Studies show two major factors relating the two: (1) history of childhood trauma and (2) a main symptom of BPD, chronic impulsiveness, may lead to disordered eating habits. If a patient grew up in a broken home or was abused (physically, emotionally, or sexually) there is a much greater risk of developing BPD. These patients have difficulty expressing emotions and trusting others, which can cause fear of abandonment and feelings of emptiness, often leading to anorexia. For those patients who show highly impulsive tendencies, self harm and displays of inappropriate anger, bulimia is typically (but not always) developed as a result. The symptoms are all intertwined in their own complex way.
As far as treatment for both eating disorders and BPD, it is important to take the individual patient’s needs into consideration. Some patients do well in eating disorder treatment facilities and show improvement in their BPD symptoms, while others do not. There is also the question of which disorder should be treated first – eating disorder or BPD? Again, this should be answered on a case-by-case basis. Some eating disordered patients might be so severely underweight that they require immediate treatment for those ED symptoms. Some patients, on the other hand, find that if they work on the BPD symptoms, the eating disordered symptoms decrease.
The truth is, mental health and eating disorders often go hand-in-hand. There are very few eating disorder patients who only show ED related symptoms.
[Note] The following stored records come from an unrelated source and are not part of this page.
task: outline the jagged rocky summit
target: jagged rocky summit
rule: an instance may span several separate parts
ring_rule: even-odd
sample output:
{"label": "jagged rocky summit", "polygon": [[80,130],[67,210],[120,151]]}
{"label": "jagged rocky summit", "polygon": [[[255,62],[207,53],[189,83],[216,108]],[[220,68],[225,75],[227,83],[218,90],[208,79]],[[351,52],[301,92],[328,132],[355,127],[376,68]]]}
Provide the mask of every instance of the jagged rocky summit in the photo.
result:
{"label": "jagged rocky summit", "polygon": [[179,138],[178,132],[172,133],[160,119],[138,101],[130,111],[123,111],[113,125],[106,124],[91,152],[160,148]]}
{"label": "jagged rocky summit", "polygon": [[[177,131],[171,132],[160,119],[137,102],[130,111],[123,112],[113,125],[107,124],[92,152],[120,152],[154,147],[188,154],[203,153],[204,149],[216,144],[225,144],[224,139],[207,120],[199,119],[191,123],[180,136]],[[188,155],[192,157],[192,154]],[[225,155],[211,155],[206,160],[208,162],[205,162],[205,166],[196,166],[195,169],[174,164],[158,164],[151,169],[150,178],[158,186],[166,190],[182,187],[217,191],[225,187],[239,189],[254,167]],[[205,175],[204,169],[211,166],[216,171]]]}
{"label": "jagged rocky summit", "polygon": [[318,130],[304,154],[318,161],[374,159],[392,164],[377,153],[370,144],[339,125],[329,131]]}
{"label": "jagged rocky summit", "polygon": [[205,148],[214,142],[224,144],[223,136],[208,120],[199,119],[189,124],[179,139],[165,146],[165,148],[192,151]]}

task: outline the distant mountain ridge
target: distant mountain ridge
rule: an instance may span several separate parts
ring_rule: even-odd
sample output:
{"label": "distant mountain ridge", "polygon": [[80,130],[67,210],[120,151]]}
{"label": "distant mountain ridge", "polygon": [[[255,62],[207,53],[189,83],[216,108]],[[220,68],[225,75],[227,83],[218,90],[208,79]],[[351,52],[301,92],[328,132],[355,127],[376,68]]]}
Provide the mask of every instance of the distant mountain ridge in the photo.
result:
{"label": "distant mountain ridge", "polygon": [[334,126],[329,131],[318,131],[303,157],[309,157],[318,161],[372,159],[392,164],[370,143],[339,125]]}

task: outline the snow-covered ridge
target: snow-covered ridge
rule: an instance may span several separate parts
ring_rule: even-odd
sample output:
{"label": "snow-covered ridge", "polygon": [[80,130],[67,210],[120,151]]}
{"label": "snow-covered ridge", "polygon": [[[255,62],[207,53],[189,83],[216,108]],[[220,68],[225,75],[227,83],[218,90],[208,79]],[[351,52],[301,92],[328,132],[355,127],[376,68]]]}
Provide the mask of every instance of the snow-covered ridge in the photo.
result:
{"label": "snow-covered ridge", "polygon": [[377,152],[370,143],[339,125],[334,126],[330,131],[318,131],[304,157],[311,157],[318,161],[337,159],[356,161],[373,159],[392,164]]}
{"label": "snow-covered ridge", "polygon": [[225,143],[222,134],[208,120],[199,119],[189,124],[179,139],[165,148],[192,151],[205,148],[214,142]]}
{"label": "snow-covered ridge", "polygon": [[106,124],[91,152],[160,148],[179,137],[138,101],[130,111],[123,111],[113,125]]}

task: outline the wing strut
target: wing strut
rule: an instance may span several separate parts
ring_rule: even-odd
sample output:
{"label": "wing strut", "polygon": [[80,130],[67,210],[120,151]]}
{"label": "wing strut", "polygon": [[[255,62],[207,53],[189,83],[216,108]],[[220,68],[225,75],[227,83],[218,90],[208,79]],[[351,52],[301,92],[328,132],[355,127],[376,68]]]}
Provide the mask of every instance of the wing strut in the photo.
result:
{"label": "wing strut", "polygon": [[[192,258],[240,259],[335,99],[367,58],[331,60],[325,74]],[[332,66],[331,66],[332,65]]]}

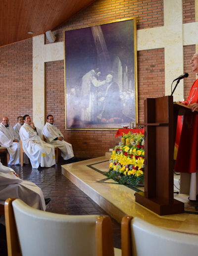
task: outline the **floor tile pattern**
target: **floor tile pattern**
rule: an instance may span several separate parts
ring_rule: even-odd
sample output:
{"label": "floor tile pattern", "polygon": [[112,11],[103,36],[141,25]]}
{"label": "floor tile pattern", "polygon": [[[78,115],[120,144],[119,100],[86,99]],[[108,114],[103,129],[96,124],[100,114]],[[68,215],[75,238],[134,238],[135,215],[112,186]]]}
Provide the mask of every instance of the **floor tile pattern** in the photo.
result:
{"label": "floor tile pattern", "polygon": [[[76,159],[74,161],[80,161]],[[83,159],[84,160],[84,159]],[[58,160],[58,164],[50,168],[32,169],[30,164],[12,166],[23,180],[34,182],[40,187],[45,197],[50,197],[46,211],[71,215],[106,214],[101,208],[61,174],[61,165],[72,162]],[[120,224],[112,219],[114,246],[120,248]]]}

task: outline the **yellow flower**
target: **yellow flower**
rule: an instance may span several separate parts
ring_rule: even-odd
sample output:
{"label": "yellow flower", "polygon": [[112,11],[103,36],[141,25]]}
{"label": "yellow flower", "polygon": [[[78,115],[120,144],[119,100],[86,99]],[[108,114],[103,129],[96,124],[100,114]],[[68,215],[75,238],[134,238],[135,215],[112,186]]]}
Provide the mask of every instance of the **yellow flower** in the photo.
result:
{"label": "yellow flower", "polygon": [[125,138],[124,138],[124,137],[122,137],[122,138],[121,139],[121,143],[122,144],[124,144],[124,145],[125,144]]}
{"label": "yellow flower", "polygon": [[140,150],[138,150],[137,151],[137,153],[138,154],[138,156],[140,156],[140,155],[142,154],[142,152]]}
{"label": "yellow flower", "polygon": [[140,158],[138,158],[138,159],[136,160],[135,167],[136,167],[136,166],[138,166],[138,169],[140,170],[143,167],[144,161],[145,159],[144,158],[140,157]]}
{"label": "yellow flower", "polygon": [[124,149],[124,151],[125,151],[125,152],[128,152],[128,150],[129,150],[129,149],[130,149],[129,147],[127,146],[127,147],[125,147],[125,148]]}
{"label": "yellow flower", "polygon": [[133,174],[133,175],[134,175],[136,174],[136,171],[133,169],[132,170],[131,170],[131,174]]}
{"label": "yellow flower", "polygon": [[130,144],[130,140],[129,138],[127,138],[126,140],[126,144],[129,145]]}
{"label": "yellow flower", "polygon": [[126,169],[126,166],[124,165],[124,166],[123,166],[121,169],[120,169],[120,172],[122,172],[123,171],[124,171]]}
{"label": "yellow flower", "polygon": [[125,175],[126,175],[127,174],[127,172],[127,172],[127,171],[126,170],[126,171],[125,171],[124,172],[124,174]]}
{"label": "yellow flower", "polygon": [[142,175],[142,174],[143,174],[143,172],[140,170],[139,170],[138,171],[137,171],[137,174],[136,174],[136,176],[140,176],[140,175]]}

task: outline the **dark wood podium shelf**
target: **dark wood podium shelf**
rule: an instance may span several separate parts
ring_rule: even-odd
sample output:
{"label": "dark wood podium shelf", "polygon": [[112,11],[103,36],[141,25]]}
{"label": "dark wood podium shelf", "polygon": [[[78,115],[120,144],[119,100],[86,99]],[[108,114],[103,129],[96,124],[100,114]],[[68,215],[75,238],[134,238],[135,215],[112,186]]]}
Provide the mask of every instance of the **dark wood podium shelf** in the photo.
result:
{"label": "dark wood podium shelf", "polygon": [[174,198],[175,129],[181,107],[173,108],[173,100],[164,96],[144,102],[145,192],[136,193],[136,201],[160,215],[184,212],[184,203]]}
{"label": "dark wood podium shelf", "polygon": [[184,204],[180,201],[174,199],[173,203],[169,203],[167,200],[164,198],[148,198],[145,196],[144,192],[136,193],[136,202],[139,202],[159,215],[176,214],[184,212]]}

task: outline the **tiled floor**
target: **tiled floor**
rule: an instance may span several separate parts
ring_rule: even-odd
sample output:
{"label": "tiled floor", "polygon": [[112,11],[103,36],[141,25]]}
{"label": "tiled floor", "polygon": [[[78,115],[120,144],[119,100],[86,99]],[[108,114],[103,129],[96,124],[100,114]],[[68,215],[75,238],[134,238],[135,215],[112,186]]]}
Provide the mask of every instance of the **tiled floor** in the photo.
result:
{"label": "tiled floor", "polygon": [[[80,159],[76,159],[76,161]],[[68,163],[60,157],[59,163],[42,170],[32,169],[30,164],[12,166],[23,180],[34,182],[43,190],[45,197],[50,197],[46,210],[71,215],[106,214],[101,208],[61,174],[61,165]],[[112,219],[114,247],[120,248],[120,224]]]}

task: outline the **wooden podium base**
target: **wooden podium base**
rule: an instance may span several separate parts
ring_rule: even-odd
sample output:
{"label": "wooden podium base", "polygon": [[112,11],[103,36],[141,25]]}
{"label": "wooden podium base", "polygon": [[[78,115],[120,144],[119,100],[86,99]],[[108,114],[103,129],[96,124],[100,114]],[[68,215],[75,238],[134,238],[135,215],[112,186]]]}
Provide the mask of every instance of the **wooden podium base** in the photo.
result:
{"label": "wooden podium base", "polygon": [[174,199],[174,203],[167,204],[161,198],[148,198],[145,196],[144,192],[137,192],[135,193],[136,202],[137,202],[159,215],[176,214],[184,212],[184,203]]}

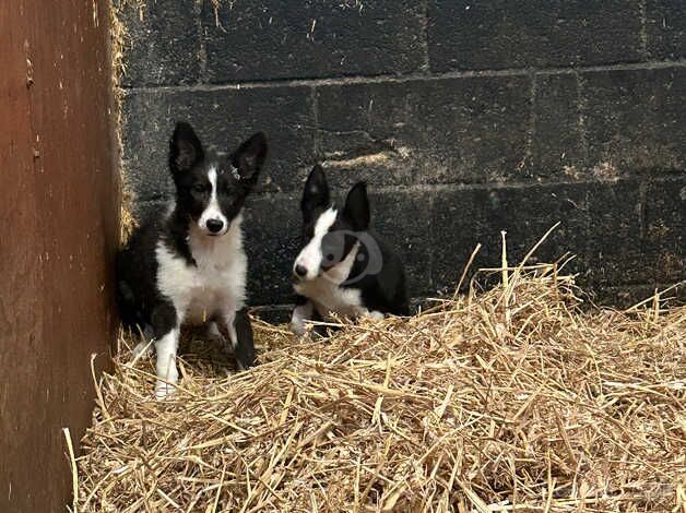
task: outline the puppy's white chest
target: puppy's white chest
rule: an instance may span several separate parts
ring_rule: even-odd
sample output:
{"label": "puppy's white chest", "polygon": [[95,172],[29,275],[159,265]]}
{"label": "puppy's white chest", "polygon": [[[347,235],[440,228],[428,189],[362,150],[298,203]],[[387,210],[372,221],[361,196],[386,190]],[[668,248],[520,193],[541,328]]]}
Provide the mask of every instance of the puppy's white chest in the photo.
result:
{"label": "puppy's white chest", "polygon": [[196,265],[190,265],[164,244],[157,247],[159,291],[172,300],[179,318],[202,323],[243,308],[247,272],[243,250],[199,249],[193,258]]}
{"label": "puppy's white chest", "polygon": [[341,287],[326,277],[297,284],[295,291],[309,298],[324,319],[330,318],[330,313],[356,317],[366,311],[358,289]]}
Knowing your own individual symptoms and needs is the best way to receive the treatment needed. Also, it is perfectly acceptable to try multiple treatment methods before finding the one that works best for you. Treatment facilities need to be more aware of the individual component of eating disorders before prescribing a treatment plan.
After reading up on BPD, thankfully, I do not think I would self-diagnose myself with this disorder at this point in my recovery. That is not to say I did not show BPD symptoms during different stages of my eating disorder. By taking control of my eating disordered symptoms, I have been able to unconsciously improve my overall mental health – funny how that works.